Ruella sat down in front of the mirror. The creature positioned itself behind her. It shook its head, tsk tsk’ing and clucking disapproval. “Your ends are dry as dust! Girlfriend, you need some long-term intensive conditioning and you need it bad.” Like so many of the hangers-on around the palace these days, the creature didn’t have a reflection, so in the mirror Ruella’s hair seemed to be moving around all by itself.
“Let’s just worry about tonight, okay?”
“All right, all right. So what did you have in mind?”
“I want it all spikey on top, and then I want this bit here,” she took hold of a large strand at the front, “to sort of come down over my forehead and cover one eye.” She pulled the strand across. “Like this.”
“Oh no no no! Look,” the creature pulled Ruella’s hair back, “you’ve got beautiful eyes and a high intelligent forehead – you don’t want your hair hanging over your face. A nice upsweep, that’s what you want.”
“No it isn’t!” Ruella snapped. “Stop trying to make me look like an old lady. Do what I tell you or I’ll chop off your head!”
“Ooh, get her!” The creature placed its hands on its hips and rolled its one dangling eye. “That’s your idea of a threat, is it? Well, let me tell you, Missy, I’ve been beheaded more times than you’ve had hot breakfasts! So you’ll have to do better than that for a threat now, won’t you?”
Ruella slumped down in her seat, pouting. “But it’s my birthday!”
The creature pursed the fleshy side of its mouth. “Oh all right,” it said, picking up a comb. “I can never stay mad at you for long, can I?”
There was another knock at the door, and another tall skeletal creature in black robes entered. It approached Ruella and leaned down, briefly pressing a fleshless mouth against her cheek. “Happy birthday,” it said in a rasping voice not unlike the sound of gravel crunching beneath a pair of heavy boots.
Ruella brushed away a few worms the rasping-voiced creature had left on her face.
“Sorry,” said the rasping voice.
“No problem. So what’s up?”
The creature reached inside its robes and produced a scroll, which it unrolled with a quick flick of its wrist. “Behold the guest list for tonight.”
Ruella scanned the list. “I don’t see the Lord of Darkness – hasn’t he RSVP’d?”
“Well, the Lord of Darkness doesn’t go to many sweet-sixteen parties.”
“But this isn’t just any sweet-sixteen party! This is my sweet-sixteen party!”
“I sent him an invitation. The
re’s nothing more I can do.”
“Don’t worry, honey,” said the one with the dangling eye, “he might still turn up.” It turned towards the rasping voice, “You better put him on the list, just in case. You don’t want him vaporizing the guards or anything, do you?”
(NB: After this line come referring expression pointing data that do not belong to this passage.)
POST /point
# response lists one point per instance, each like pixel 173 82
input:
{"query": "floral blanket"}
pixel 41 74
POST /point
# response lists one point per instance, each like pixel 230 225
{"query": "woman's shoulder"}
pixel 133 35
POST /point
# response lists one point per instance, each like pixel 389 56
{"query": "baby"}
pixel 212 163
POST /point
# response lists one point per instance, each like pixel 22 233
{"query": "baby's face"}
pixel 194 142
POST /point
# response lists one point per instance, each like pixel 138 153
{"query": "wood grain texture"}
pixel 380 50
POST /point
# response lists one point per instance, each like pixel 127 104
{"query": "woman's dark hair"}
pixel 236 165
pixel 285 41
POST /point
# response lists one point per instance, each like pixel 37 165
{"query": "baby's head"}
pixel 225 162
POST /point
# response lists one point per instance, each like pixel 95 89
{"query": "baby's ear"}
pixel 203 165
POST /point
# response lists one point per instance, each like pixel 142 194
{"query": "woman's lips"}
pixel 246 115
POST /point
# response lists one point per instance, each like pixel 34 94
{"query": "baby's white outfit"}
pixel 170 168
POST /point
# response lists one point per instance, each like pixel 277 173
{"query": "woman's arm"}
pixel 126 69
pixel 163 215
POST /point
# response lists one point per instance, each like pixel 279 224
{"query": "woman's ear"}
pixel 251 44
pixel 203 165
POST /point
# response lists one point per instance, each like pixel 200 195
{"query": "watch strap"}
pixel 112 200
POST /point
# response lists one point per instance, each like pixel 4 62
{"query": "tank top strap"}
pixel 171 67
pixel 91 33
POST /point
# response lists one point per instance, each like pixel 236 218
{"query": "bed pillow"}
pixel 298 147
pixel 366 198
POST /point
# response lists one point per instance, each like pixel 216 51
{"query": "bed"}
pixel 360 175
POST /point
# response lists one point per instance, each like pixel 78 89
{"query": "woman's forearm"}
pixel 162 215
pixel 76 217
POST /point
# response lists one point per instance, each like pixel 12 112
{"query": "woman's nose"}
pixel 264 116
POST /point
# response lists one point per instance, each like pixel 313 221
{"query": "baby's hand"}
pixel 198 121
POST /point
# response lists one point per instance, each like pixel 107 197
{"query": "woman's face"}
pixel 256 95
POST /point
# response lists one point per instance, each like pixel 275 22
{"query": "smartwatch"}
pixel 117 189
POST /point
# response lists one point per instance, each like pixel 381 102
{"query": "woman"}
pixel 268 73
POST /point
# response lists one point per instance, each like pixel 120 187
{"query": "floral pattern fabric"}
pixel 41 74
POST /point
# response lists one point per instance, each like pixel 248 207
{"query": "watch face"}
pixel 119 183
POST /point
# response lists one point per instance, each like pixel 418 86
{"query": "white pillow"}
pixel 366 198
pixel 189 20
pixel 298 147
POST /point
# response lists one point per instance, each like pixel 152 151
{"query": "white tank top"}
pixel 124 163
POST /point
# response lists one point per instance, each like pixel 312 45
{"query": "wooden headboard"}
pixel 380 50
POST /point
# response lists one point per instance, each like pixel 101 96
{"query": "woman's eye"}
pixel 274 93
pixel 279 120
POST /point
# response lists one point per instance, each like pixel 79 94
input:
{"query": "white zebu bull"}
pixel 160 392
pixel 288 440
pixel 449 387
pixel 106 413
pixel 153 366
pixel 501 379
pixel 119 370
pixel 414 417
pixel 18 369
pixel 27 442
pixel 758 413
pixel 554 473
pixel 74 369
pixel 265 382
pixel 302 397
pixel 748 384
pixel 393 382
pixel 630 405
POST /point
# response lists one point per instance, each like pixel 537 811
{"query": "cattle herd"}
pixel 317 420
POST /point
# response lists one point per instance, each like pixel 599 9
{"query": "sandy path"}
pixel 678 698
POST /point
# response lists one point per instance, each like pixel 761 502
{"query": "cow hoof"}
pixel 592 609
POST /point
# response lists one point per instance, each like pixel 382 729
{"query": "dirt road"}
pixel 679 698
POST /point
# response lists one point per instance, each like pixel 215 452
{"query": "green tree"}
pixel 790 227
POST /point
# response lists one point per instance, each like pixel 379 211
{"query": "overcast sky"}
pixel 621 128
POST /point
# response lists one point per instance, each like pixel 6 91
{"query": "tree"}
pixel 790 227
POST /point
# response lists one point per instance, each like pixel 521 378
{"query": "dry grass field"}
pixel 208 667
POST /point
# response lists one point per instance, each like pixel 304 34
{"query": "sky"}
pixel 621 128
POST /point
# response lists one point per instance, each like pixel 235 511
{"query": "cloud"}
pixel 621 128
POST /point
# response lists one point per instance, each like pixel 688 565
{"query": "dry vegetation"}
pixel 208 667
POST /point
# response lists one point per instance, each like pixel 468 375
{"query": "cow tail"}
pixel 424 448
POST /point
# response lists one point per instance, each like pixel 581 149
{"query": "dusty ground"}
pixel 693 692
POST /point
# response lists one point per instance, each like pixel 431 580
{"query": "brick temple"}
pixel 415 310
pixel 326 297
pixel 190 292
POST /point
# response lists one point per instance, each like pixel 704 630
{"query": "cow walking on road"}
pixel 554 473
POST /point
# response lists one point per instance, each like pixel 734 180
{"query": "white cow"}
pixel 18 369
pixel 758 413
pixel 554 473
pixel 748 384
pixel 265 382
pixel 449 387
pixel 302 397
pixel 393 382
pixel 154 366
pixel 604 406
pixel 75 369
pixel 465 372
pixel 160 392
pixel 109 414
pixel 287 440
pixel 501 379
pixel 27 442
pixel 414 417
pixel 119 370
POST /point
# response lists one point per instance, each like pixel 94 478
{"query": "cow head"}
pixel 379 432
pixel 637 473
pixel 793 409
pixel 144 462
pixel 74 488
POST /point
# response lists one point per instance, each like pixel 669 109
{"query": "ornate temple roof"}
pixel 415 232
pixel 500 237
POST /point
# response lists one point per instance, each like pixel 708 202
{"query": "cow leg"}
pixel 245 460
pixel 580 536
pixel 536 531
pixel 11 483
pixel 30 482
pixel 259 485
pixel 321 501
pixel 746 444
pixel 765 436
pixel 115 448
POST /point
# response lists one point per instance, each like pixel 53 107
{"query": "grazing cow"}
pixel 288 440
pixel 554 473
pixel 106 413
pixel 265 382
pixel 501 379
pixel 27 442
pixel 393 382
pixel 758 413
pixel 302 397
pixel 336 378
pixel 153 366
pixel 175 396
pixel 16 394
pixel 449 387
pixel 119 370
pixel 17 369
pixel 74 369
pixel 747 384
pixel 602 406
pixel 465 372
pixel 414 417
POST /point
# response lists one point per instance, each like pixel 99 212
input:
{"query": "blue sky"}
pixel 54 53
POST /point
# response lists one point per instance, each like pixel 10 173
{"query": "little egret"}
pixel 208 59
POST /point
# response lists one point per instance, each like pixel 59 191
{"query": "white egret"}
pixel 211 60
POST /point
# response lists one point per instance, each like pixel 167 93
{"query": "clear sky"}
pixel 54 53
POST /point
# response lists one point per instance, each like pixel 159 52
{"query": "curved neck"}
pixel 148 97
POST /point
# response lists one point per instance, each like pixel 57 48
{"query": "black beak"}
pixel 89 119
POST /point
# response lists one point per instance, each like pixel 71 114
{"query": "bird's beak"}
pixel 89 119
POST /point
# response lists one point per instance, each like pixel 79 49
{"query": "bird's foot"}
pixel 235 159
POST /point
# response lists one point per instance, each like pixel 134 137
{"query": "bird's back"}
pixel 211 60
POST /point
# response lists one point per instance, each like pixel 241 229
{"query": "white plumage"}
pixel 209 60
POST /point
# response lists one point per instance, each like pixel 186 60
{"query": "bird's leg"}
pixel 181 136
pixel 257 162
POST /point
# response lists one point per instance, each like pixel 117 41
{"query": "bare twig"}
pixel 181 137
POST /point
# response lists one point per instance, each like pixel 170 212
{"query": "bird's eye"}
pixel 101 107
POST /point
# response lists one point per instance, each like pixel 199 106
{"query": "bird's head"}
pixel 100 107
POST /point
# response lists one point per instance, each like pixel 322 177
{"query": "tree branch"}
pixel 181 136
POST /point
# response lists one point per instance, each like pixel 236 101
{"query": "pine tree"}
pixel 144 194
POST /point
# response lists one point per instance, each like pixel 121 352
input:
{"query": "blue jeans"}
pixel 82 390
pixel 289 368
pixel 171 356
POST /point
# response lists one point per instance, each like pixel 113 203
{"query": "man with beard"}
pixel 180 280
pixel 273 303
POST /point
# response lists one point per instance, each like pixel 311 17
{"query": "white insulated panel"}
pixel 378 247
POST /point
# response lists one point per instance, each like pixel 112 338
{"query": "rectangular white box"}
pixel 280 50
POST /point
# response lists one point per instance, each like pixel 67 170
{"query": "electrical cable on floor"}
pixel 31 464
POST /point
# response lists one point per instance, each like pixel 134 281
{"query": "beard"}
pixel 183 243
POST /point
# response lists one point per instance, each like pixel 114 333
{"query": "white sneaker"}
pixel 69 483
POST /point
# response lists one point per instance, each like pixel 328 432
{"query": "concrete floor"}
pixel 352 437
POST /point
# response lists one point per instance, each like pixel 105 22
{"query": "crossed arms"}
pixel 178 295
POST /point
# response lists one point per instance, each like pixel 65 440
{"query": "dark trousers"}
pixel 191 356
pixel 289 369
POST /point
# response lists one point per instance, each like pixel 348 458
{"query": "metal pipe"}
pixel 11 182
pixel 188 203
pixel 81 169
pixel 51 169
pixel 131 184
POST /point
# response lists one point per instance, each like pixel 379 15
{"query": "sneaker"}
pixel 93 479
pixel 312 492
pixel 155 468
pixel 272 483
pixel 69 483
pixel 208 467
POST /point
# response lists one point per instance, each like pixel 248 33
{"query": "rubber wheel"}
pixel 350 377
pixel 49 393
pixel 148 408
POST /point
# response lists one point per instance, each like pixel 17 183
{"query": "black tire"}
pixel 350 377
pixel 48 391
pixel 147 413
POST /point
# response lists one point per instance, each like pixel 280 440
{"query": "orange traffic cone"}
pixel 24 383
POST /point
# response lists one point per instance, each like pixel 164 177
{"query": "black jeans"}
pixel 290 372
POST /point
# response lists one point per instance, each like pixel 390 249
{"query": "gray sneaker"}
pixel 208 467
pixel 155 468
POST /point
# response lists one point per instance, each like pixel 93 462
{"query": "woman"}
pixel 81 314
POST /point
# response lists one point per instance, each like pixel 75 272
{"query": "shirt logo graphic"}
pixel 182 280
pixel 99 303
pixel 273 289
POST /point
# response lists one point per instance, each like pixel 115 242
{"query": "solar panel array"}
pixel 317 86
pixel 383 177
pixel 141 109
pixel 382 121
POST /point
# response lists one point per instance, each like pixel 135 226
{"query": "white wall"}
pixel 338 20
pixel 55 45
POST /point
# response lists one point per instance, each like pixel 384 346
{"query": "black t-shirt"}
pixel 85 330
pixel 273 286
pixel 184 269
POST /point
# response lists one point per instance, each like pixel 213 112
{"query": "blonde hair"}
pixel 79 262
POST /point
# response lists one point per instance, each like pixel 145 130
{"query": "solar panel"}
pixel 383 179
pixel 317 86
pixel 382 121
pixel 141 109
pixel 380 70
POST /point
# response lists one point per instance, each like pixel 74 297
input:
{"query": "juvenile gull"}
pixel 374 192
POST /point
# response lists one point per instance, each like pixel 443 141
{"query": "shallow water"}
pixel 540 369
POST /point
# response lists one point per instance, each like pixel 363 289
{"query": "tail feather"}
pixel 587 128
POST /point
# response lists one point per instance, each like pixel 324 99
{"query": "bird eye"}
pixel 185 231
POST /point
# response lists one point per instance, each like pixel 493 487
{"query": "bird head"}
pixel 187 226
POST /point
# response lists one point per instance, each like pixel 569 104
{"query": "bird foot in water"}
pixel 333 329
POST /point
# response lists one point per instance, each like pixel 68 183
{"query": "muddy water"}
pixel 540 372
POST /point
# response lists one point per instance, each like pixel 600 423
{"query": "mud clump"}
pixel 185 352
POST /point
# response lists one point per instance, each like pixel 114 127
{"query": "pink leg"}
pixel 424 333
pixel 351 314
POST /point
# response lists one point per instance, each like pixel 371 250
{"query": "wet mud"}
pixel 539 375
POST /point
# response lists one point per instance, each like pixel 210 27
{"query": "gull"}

“You’ve actually met him, haven’t you?” Ruella asked the dangling-eyed one.
“Once or twice.”
“What’s he like?”
“All seeing, never sleeping . . .” the rasping voice broke in.
“No, I mean is he cute?”
“Cute?” said the rasping voice.
“Cute?” said the dangling eye. “Honey, he’s absolutely horrible! He’s the epitome of evil! Cold and cruel without a shred of human decency or feeling. Of course he’s cute.”
“You think he’d be the type to mind that I murdered my father in order to take over the kingdom, then murdered my first husband in order to take over his kingdom, and then forcibly married my stepson who was actually kind of cute but then committed suicide on our wedding night rather than consummate the marriage? I mean, if he and I were dating?”
“He’d probably take it as a recommendation,” said the dangling eye. “Now hold still and be quiet; I’m almost finished.”
“Why don’t you put her hair up?” the rasping voice asked the hairdresser. “She’d look so pretty with her hair up.”
The party was well under way long before Ruella came downstairs. The throne room was packed with sorcerers, wizards, lesser despots, and corpses in various states of decay, all bopping to the latest music. Dozens of Dwarves were stationed on high platforms around the room, waving their hands in front of wall-mounted torches to make a strobe effect. Outside, a queue of nearly two thousand people and creatures waited in vain – the guards were under strict instructions: “If your name’s not on the list, you’re not getting in.” And in the unlikely event that any woman or girl might possibly be considered even slightly prettier than Ruella, she was to be sent away immediately, list or not.